In 1928 The Nation published an article entitled “Chain Stores: The Revolution in Retailing” by Merryle Rukeyser.4 His writing captured the essence of the process. He noted that the struggle between chain stores and existing retail “is waged less on the issue of size than on that of efficiency” (Rukeyser, 1928, p. 568). He believed that

In the future chain-store managers will have to show increasing subtlety and business genius, for chain will compete against chain, thus neutralizing the obvious advantages in quantity buying. The retail business in the future will go increasing to the best-managed chains and the genuinely talented independent merchants, who have emulated chain-store efficiency and tempered it with a better grasp of local idiosyncrasies. (Rukeyser, 1928, p. 570)

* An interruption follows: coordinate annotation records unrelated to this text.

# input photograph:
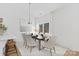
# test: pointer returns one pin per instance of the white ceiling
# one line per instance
(21, 9)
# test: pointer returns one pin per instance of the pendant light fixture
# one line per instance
(29, 14)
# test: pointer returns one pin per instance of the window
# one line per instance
(46, 28)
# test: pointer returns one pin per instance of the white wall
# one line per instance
(11, 13)
(65, 25)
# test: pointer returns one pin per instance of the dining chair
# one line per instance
(30, 42)
(49, 43)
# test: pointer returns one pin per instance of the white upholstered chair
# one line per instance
(50, 44)
(30, 42)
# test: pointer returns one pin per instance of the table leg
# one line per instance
(39, 44)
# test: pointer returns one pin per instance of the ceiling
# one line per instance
(22, 9)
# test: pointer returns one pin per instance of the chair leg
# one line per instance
(54, 49)
(30, 49)
(51, 51)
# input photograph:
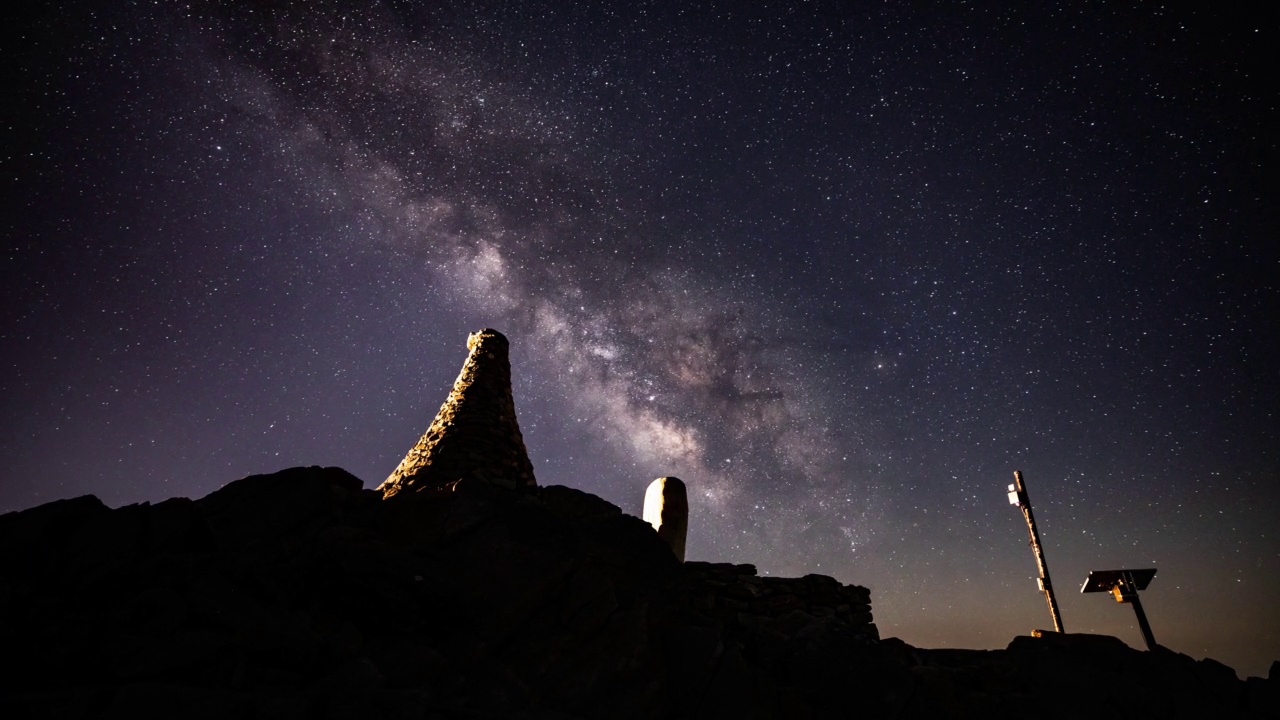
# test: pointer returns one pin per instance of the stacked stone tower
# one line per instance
(475, 433)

Commerce in general was frenetically growing through the 1920s, and chain stores were a large part of this growth, but the stock market crash of 1929 and the nation’s plunge into the Great Depression brought forth a fervor of anti-chain store sentiment.

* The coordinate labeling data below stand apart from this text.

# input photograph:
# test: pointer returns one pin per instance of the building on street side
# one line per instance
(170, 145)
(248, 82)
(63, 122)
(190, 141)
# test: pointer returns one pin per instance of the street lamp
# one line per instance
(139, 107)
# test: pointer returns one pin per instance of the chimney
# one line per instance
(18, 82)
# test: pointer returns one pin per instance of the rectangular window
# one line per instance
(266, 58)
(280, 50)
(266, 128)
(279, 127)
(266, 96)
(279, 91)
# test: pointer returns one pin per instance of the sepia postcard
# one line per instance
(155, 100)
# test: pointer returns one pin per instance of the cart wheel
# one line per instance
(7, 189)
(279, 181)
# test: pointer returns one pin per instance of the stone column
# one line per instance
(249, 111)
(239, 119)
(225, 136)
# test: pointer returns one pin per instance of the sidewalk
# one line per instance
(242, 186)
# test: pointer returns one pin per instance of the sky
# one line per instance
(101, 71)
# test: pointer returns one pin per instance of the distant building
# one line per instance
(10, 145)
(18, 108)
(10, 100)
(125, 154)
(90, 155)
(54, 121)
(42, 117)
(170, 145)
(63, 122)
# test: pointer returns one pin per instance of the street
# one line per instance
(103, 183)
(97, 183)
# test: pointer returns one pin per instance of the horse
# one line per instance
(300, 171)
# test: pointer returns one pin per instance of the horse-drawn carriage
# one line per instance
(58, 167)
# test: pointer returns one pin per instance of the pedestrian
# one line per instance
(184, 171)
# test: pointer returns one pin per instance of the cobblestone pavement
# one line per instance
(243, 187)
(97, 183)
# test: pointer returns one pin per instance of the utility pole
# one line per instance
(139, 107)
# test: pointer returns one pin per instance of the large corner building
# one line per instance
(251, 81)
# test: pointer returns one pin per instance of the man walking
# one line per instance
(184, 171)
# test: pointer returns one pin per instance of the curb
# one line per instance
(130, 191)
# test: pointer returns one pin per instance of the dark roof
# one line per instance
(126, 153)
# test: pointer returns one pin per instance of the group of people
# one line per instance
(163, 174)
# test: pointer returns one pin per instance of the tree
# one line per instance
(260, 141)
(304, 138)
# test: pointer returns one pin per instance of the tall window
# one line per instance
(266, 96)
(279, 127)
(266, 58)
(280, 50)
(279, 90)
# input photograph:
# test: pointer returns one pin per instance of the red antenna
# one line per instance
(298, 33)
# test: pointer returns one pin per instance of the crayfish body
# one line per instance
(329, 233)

The War on the Chains 1930–1941

Fear and loathing of chain stores were not a creation of the Great Depression, but it was during this period that a confluence of events—from antipathy toward big business and the resurgence of the 19th-century progressive movement—combined to bring the anti-chain store sentiment to national prominence. History Professor Carl Ryant, writing in 1973, relates that early opponents of mail order catalogs—the precursor to the chain in much of rural America—spread rumors that the founders of Montgomery Ward and Sears & Roebuck were African-American.